Change in Health Status After CTO PCI
All patients undergoing successful CTO-PCI demonstrated large, clinically meaningful improvements in QoL scores (Table 2). Patients with normal cardiac function, on average, reported an unadjusted mean improvement of 27.1 ± 20.4 points in SAQ-SS, 23.4 ± 25.3-point improvement in SAQ-AF, and −1.1 ±1.5-point improvement in RDS. Patients with mild-moderately reduced cardiac function experienced a mean 26.7 ± 21.2-point improvement in SAQ-SS score, 24.6 ± 26.2-point improvement in SAQ-AF score, and −1.0 ± 1.7-point improvement in RDS score. Finally, patients with severely reduced LV function demonstrated a 20.3 ± 18.1-point improvement in SAQ-SS, 17.2 ± 29.8-point improvement in SAQ-AF, and −0.8 ± 1.5-point improvement in RDS score. Change in score, between baseline and 12 months, was similar between patients with normal, mild-moderate, and severely reduced LVEF for SAQ-AF (0.10) and RDS (0.11), but not for SAQ-SS (0.02).
Table 2.
Mean Health Status Scores at Baseline, 12-Months, and Change Between Baseline and 12-Month Follow-Up Across LVEF Groups (n = 762)

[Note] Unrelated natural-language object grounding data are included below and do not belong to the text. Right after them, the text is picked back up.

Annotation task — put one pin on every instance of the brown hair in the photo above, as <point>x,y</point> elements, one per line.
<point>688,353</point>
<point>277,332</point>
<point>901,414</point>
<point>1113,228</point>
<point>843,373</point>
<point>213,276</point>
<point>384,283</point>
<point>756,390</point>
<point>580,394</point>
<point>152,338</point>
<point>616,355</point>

| None (LVEF (≥50%) | Mild-Moderate (LVEF 30–49%) | Severe LVEF (<30%) | P-Value | |
|---|---|---|---|---|
| SAQ AF Baseline | 70.00 ± 26.56 | 70.57 ± 27.52 | 75.71 ± 26.13 | 0.11 |
| SAQ AF 12-Months | 93.36 ± 16.67 | 95.06 ± 14.51 | 92.64 ± 17.78 | 0.76 |
| SAQ AF Score ∆ | 23.36 ± 25.33 | 24.61 ± 26.21 | 17.17 ± 29.77 | 0.10 |
| SAQ Summary Baseline | 61.40 ± 22.33 | 61.87 ± 22.78 | 64.49 ± 20.96 | 0.30 |
| SAQ Summary 12-Months | 88.79 ± 14.63 | 88.89 ± 13.45 | 84.12 ± 17.25 | 0.03 |
| SAQ Summary Score ∆ | 27.13 ± 20.35 | 26.73 ± 21.20 | 20.26 ± 18.14 | 0.02 |
| RDS Baseline | 2.22 ± 1.49 | 2.33 ± 1.53 | 2.24 ± 1.42 | 0.92 |
| RDS 12-Months | 1.08 ± 1.34 | 1.25 ± 1.41 | 1.46 ± 1.60 | 0.06 |
| RDS Score ∆ | −1.13 ± 1.51 | −1.00 ± 1.65 | −0.76 ± 1.54 | 0.11 |
Mean health status scores (SAQ-SS, SAQ-AF, and RDS) at baseline and 12-month assessment as well as change between baseline and 12 months for patients with normal, mild-moderate, and severely reduced LVEF.

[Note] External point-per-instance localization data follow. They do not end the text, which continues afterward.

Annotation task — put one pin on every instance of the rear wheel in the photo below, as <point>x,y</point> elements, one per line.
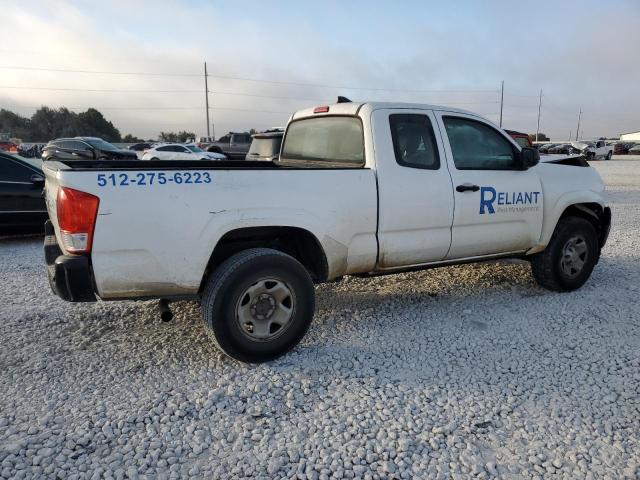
<point>568,260</point>
<point>258,305</point>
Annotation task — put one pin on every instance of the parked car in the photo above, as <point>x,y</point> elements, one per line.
<point>140,147</point>
<point>22,207</point>
<point>233,145</point>
<point>622,148</point>
<point>434,186</point>
<point>178,151</point>
<point>204,142</point>
<point>521,139</point>
<point>266,145</point>
<point>85,148</point>
<point>635,149</point>
<point>544,147</point>
<point>8,146</point>
<point>565,149</point>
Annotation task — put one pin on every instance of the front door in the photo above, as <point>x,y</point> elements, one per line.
<point>414,188</point>
<point>498,207</point>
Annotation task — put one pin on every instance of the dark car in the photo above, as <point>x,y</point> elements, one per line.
<point>266,145</point>
<point>566,149</point>
<point>140,147</point>
<point>546,147</point>
<point>85,148</point>
<point>22,206</point>
<point>622,148</point>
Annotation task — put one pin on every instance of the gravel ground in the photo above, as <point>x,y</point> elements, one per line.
<point>448,373</point>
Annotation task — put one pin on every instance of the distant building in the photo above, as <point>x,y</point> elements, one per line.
<point>632,136</point>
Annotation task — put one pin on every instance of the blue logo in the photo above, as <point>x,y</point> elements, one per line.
<point>489,196</point>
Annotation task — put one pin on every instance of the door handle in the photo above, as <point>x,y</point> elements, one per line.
<point>467,187</point>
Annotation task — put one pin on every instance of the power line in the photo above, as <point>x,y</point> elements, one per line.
<point>100,90</point>
<point>246,79</point>
<point>100,72</point>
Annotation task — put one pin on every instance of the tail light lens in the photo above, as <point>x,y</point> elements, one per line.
<point>77,212</point>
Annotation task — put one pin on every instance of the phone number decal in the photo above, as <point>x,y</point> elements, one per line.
<point>144,179</point>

In a final, parsimonious model, patients with mild-moderately reduced LVEF demonstrated similarly robust improvements in QoL compared to those with a normal LVEF following CTO-PCI. Accordingly, between the two cohorts, there were no statistically significant differences in SAQ-SS improvement (0.00-point higher, 95% CI −2.2, 2.3; p = 0.99), odds of experiencing any angina (OR 0.8; 95% CI 0.5, 1.3; p = 0.37), and RDS improvement (0.1-point less improvement, 95% CI −0.1, 0.4; p = 0.22; Figures 2–3).
Figure 2.
Adjusted Differences in SAQ-SS and SAQ-AF Score for Mild-Moderate and Severely Reduced LVEF Groups (Compared to Normal LVEF Group) Between Baseline and 12-Month Follow-Up (n = 762).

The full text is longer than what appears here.